Assuming we have basic obedience training down and have appropriate, sufficient fencing on the property, at what point would you recommend we can let him outside of the kennel when we are back at the house and not there supervising? And at what point can an LGD spend their nights outside of the kennel and start truly guarding? Again, ideally I would have loved to already have all our animals plus an older dog to help "train" him but we are just getting off the ground.

Thanks so much, everyone and sorry for the delay, I didn't see the notification that there had been responses!


----------



## Annaek (Jan 2, 2022)

altair said:


> I highly recommend Farei Kennels: MeWe - The Next-Gen Social Network. Not only do they counter the myth that dogs should be ditched with as little intervention as possible, but they're breeders and trainers of both LGDs, heelers, and border collies.

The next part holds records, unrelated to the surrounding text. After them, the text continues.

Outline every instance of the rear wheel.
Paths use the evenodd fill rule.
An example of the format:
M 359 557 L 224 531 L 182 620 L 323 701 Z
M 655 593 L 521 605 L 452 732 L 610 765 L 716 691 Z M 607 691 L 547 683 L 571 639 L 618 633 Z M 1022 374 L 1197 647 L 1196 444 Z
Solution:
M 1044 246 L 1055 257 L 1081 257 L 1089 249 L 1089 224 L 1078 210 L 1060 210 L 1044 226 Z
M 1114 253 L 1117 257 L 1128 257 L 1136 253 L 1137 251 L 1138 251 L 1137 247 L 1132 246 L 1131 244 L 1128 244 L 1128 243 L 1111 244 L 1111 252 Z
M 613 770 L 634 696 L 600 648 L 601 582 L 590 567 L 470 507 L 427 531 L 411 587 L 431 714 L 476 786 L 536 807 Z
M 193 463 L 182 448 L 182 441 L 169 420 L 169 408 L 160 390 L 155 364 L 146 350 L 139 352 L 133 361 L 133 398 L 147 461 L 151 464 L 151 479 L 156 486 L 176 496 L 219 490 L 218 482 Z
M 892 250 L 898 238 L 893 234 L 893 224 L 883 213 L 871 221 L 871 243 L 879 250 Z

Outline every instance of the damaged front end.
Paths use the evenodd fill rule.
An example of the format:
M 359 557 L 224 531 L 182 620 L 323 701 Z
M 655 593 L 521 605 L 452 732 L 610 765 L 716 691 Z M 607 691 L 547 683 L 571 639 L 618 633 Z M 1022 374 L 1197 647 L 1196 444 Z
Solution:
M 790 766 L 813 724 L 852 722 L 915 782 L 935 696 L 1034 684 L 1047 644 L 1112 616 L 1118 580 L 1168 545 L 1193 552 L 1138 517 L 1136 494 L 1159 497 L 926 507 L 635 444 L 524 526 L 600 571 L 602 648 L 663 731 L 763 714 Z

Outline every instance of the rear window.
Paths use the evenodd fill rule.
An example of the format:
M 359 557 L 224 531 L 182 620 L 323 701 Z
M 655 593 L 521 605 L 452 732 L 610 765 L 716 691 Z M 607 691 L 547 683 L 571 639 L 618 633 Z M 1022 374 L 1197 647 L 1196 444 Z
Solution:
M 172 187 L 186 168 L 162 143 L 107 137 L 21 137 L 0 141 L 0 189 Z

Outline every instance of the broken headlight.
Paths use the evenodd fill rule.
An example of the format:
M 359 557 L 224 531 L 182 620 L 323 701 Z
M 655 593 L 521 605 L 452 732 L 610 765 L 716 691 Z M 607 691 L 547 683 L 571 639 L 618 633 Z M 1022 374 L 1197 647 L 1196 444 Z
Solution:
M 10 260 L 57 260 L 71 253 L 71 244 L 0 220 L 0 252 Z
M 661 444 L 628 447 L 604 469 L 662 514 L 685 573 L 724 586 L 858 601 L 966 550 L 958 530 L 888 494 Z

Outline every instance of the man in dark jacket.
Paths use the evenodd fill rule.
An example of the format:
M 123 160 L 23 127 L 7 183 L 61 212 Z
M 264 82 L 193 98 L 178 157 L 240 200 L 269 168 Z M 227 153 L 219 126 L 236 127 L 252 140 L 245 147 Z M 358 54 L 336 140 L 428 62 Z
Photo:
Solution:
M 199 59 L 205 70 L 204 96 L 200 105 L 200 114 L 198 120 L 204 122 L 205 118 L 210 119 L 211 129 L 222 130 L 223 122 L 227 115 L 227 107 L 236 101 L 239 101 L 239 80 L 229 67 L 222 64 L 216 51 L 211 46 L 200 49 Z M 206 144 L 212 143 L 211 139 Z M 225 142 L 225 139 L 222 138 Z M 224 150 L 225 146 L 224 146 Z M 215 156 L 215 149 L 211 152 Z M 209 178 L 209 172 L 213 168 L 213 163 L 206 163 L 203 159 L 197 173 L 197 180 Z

Thank you! Looking into this- have you had personal experience with their resources?


----------



## altair (Jul 23, 2011)

They have training files in their group. I pay $2.99 for basic access to the training files (good for any dog really, not only LGDs), but their posts are free and you can reach out to the admins any time with questions.

I've been following back when their group was on Facebook and did go to a weekend camp where they live in Maine to see the dogs hands on and watch some training.

My husband isn't on board at this time for another dog, not to mention we have no dog fencing, but I would apply for one of the pups in a heartbeat. Tarma breeds Kangals and her sister Katerina breeds Great Pyrenees.


----------